Methodologically, this research adopts an exploratory sequential mixed-methods approach, integrating conceptual modelling, systematic literature analysis, and empirical validation through case-driven experimentation. The proposed contributions are evaluated within the domains of smart urban transit and IT environments, demonstrating their feasibility, adaptability, and practical relevance across heterogeneous operational contexts.
Building upon the contributions of this dissertation, several promising research directions emerge that can inspire further academic exploration and practical innovation. First, our modelling infrastructure provide the foundations for context management in GenAI settings.
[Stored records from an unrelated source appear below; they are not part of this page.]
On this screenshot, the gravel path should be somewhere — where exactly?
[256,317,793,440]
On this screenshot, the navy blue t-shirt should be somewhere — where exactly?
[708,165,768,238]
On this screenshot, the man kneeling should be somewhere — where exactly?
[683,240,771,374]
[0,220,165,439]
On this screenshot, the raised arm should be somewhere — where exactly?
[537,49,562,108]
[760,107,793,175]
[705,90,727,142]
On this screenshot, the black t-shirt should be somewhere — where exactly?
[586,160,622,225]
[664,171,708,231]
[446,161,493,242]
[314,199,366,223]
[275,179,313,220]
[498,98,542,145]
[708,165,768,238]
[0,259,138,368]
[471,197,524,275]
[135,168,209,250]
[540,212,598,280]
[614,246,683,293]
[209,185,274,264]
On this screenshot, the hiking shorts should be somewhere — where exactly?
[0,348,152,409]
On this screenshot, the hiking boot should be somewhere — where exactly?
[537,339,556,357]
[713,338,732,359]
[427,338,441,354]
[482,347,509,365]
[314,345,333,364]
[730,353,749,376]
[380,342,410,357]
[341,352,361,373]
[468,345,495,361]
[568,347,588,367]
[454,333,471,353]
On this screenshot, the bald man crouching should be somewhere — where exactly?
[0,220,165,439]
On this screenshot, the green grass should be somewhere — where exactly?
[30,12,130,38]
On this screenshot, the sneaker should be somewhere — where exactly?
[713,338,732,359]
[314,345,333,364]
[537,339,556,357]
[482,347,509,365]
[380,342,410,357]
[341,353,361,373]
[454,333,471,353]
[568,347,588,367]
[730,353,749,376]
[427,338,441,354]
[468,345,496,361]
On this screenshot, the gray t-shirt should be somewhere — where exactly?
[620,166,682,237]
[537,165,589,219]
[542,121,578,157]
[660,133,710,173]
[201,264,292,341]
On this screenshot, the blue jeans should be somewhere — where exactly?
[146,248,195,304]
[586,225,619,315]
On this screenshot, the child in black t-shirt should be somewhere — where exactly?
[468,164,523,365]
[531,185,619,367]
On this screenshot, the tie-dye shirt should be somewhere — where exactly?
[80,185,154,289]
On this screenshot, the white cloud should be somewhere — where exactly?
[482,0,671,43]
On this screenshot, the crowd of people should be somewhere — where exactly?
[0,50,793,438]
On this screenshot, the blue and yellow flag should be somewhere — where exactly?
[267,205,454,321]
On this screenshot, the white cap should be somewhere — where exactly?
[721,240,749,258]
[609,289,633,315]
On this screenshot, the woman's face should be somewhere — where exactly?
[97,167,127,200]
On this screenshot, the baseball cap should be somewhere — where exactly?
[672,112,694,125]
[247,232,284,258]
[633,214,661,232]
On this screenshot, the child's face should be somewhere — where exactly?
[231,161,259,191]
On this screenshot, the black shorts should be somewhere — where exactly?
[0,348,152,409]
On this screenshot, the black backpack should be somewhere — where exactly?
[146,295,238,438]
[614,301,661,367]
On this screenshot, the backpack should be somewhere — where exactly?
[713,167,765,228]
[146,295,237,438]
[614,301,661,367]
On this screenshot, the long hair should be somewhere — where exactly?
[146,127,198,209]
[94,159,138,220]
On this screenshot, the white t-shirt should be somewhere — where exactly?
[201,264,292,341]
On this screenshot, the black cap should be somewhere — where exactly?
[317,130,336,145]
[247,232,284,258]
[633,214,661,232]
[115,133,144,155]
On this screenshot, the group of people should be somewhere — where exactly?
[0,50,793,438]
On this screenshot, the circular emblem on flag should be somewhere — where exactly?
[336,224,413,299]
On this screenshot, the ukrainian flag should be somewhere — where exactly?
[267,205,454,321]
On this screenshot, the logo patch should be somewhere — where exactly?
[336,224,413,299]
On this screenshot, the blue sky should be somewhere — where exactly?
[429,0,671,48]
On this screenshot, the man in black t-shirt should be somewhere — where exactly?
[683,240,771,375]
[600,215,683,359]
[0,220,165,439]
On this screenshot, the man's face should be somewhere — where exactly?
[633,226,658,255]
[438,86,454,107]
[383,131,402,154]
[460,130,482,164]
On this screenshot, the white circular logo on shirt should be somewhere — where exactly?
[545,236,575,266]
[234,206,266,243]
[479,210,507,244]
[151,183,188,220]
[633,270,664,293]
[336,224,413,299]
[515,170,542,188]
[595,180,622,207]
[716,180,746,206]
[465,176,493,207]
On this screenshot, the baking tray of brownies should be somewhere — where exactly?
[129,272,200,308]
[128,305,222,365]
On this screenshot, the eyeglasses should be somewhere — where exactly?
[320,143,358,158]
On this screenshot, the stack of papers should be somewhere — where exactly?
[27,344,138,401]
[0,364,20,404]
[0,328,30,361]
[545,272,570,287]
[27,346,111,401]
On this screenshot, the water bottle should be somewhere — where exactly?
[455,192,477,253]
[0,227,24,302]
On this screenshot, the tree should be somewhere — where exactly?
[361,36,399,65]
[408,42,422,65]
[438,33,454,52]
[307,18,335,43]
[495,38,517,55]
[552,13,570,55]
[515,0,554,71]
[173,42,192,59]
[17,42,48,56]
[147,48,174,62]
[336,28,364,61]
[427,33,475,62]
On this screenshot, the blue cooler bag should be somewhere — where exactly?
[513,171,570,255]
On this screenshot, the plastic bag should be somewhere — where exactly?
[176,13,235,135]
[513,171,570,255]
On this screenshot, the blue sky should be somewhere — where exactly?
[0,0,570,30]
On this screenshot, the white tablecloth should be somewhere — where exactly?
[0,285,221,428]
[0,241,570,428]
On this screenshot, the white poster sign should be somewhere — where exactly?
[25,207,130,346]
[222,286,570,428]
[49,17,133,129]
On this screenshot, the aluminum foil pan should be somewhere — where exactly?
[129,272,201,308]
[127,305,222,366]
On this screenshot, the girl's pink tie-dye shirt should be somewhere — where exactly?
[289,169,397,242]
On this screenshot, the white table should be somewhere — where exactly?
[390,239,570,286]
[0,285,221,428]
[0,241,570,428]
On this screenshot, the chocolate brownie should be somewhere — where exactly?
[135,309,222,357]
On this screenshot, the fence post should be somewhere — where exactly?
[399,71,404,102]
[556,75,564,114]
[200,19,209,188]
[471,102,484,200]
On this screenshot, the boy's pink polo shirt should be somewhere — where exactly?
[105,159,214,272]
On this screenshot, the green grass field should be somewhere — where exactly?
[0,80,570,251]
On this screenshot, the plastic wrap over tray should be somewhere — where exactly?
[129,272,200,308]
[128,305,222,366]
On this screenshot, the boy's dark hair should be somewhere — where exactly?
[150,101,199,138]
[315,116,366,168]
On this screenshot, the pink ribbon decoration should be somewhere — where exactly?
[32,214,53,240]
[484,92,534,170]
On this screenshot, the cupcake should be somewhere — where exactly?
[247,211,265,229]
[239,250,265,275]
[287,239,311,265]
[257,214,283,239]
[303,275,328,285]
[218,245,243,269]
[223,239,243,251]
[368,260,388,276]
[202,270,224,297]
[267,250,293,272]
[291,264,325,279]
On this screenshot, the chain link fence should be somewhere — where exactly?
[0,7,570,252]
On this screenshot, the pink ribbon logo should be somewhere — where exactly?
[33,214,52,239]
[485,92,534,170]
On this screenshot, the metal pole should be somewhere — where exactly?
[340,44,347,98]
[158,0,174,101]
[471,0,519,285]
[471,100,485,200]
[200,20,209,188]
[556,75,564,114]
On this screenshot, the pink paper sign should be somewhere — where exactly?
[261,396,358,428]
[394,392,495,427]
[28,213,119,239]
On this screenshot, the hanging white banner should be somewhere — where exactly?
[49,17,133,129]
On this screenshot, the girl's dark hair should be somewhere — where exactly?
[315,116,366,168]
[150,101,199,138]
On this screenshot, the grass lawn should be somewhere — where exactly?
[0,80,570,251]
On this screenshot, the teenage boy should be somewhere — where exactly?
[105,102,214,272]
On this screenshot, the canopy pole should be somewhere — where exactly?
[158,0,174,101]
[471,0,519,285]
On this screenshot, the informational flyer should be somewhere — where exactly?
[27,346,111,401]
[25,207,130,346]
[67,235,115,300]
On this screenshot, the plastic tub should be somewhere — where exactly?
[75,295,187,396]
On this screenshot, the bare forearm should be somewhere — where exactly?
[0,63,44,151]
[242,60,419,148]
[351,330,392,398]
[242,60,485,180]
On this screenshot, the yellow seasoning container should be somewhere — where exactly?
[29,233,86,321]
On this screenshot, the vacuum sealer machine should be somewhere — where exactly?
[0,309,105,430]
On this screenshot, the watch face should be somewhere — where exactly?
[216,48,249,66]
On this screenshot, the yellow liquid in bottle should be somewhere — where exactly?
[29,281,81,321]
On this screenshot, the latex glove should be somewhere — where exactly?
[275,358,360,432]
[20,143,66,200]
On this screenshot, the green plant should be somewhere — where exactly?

This paradigm leverages our modelling approach to treat prompts, retrieval corpora, model snapshots, inference runs, and their artifacts as first-class elements, enabling reproducible, auditable, and drift-aware reasoning within DT-based systems. Second, our reference model and reference architecture create interesting opportunities for the realization of a systematic, policy-governed mapping from control objectives and observed symptoms to well-scoped reasoning tasks, making tacit operational cues explicit and ensuring that queries to the reasoning layer remain aligned with goals and context. Third, the CExp practices incorporated in our conceptualization of ADTOMSs provide a sound basis for a hybrid quantum orchestration twin that operationalizes the use of quantum and classical resources as a managed control objective, using controlled experiments and provenance aware scheduling to decide when and how to employ each under fidelity, latency, and cost constraints. Together, these directions extend our contributions toward trustworthy, explainable, and efficient autonomy in advanced DT-based systems.
In summary, this dissertation advances the conceptual and technological foundation of DTOMSs by introducing autonomic principles into their operational lifecycle. The resulting ADTOMS paradigm establishes a robust basis for the continuous, autonomic evolution of DTs, positioning them as resilient, adaptive, and long-lived software-intensive systems capable of operating effectively under uncertainty. This work contributes to the broader vision of self-managing data-intensive systems and offers novel engineering strategies for advancing DT practices across dynamic application domains.